Mio padrè morì l'8 marzo 2001, nelle prime ore del mattino. Aveva compiuto 89 anni da poco più di un mese. Non voglio ricordarlo con smancerie varie, tendenti al commovente, che mi infastidiscono e non fanno per me.
Voglio ricordare il suo ultimo gesto, che mi piacque molto e che probabilmente ricostruì la sua immagine ai miei occhi, dopo un lungo rapporto mai veramente controverso ma neppure mai davvero liscio e chiaro, da parte mia.
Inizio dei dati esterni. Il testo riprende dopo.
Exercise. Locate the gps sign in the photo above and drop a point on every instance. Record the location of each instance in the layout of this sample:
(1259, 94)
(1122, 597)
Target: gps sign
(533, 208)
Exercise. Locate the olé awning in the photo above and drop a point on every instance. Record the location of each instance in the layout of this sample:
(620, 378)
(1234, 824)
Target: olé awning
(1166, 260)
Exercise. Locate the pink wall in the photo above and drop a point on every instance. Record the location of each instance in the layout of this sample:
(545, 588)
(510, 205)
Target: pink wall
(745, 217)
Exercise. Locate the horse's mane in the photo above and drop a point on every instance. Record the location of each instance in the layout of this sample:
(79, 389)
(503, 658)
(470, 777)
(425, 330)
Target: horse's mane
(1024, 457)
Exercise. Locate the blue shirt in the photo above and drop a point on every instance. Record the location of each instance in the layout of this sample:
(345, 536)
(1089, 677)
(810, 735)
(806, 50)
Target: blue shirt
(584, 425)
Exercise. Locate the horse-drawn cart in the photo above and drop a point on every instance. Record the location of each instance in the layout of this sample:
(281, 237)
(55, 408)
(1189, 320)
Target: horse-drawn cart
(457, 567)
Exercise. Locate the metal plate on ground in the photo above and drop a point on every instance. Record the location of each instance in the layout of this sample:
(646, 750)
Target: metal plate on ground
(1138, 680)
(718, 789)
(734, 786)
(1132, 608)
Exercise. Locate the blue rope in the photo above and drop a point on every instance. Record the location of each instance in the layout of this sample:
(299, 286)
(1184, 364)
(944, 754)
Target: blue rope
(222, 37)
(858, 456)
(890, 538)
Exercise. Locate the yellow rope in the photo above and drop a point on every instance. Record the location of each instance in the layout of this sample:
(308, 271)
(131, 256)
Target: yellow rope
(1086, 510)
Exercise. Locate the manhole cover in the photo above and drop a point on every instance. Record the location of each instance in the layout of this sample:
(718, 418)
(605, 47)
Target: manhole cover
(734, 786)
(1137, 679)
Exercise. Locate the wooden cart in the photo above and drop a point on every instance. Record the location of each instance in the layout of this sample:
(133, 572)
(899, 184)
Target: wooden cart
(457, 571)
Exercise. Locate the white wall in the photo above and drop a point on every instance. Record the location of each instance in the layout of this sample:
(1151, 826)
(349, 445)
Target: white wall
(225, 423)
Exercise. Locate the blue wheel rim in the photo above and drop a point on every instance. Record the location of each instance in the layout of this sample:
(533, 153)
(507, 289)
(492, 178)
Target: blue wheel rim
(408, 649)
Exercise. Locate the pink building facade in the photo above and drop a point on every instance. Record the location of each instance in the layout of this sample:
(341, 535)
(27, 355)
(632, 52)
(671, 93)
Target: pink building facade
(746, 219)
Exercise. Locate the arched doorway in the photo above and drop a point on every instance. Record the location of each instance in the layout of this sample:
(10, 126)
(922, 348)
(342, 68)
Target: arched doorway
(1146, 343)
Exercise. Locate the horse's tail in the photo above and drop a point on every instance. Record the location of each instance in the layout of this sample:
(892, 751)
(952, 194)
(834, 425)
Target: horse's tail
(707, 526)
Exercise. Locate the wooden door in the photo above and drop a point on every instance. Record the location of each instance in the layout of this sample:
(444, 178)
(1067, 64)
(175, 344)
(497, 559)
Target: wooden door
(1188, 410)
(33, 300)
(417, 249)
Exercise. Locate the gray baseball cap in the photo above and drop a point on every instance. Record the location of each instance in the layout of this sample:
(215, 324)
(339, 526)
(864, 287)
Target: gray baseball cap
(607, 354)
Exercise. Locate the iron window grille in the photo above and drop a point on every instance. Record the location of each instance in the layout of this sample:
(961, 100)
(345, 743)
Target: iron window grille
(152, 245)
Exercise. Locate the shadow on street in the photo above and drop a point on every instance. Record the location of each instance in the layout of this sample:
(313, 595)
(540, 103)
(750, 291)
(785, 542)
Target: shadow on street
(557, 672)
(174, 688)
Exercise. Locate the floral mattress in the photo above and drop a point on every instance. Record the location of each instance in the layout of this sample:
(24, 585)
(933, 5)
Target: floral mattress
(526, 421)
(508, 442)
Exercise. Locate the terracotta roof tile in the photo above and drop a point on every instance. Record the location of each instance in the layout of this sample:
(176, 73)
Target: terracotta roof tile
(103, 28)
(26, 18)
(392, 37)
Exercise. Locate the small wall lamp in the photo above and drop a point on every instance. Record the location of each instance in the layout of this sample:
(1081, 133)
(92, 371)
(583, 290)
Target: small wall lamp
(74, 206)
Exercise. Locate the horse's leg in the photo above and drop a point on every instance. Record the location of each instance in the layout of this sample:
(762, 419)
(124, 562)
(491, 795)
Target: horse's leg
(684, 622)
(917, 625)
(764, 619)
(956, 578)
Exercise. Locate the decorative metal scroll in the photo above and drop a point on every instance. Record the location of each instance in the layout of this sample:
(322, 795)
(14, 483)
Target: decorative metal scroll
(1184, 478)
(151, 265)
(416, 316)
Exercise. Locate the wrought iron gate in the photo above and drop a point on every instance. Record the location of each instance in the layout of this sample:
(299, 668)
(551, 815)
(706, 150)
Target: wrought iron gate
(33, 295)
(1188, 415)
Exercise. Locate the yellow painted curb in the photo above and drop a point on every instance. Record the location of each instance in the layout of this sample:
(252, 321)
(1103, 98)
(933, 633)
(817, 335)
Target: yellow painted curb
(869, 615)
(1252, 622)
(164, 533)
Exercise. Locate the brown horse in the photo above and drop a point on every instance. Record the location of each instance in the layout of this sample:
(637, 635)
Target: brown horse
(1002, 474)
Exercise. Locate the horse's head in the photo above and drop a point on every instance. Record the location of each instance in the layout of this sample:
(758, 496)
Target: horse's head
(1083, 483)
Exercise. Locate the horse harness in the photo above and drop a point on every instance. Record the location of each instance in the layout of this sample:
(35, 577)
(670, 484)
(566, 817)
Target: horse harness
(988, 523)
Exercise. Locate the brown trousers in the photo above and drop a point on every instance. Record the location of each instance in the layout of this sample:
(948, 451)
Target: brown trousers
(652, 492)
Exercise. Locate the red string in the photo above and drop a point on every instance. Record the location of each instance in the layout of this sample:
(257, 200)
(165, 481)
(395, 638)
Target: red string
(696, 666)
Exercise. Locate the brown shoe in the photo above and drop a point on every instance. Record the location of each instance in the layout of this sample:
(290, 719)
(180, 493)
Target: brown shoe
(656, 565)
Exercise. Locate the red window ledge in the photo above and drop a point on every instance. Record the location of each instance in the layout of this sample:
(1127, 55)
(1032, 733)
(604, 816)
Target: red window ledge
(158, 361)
Amavo la sua adorazione per me (ma io amo tutte le adorazioni per me...), ma non avevo mai amato la sua vocazione al compromesso, i tentativi di smussare le innumerevoli punte del mio carattere e il mio radicalismo. I suoi avvertimenti - inutili - sul fatto che, seguendo la mia indole, mi sarei votato alla dannazione (del resto, sono sostanzialmente soddisfatto di essermici votato...).
Sapevo, già quando me lo diceva, che probabilmente aveva ragione, ma io non ho mai seguito né i buoni consigli né il cattivo esempio. Ho sempre fatto assolutamente di testa mia, da qualche genialata (pochissime) a varie pazzie (tante). In questo, il mio carattere è e resta molto più affine a quello di mia madre.
A dimostrazione della sua natura malleabile, ad un certo punto - forse in linea con alcune mie modeste progressioni di posizionamento professionale - mio padre divenne una sorta di adoratore del proprio figlio, nonché di capo ufficio stampa del medesimo, e tale rimase fino alla fine dei suoi giorni. Ci fu sempre un piccolo fossato di "non detto", tra noi, perché io lo amavo come padre, mentre non è sempre detto - mi costa scriverlo, ma è la verità - che lo stimassi.
La fine dei suoi giorni, tuttavia, fu all'altezza delle mie migliori aspettative e in fondo servì a colmare quel piccolo fossato che era durato una vita. Era sempre stato discretamente incline all'emotività, ma alla fine seppe morire in piedi.
Ricordo il pomeriggio del 7 marzo 2001, in cui andai a trovarlo per l'ultima volta. Sapevamo benissimo entrambi che era l'ultima volta, ma nessuno volle dirlo. Faceva fatica a parlare, ma non ci dicemmo molto. Poi, vedendo che si stancava, lo salutai e gli diedi un bacio sulla guancia, che lui ricambio. Poi - e fu questo che mi sorprese - mi diede la mano, come tra adulti che si salutano (del resto, avevo ormai quasi 51 anni), e accompagnò il gesto - che durò qualche attimo in più del necessario - con uno sguardo fermo e fiero, che non ho mai dimenticato. Quel suo duro, consapevole e virile atteggiamento di fronte alla morte mi piacque infinitamente. In articulo mortis, divenne il padre che avrei sempre voluto avere.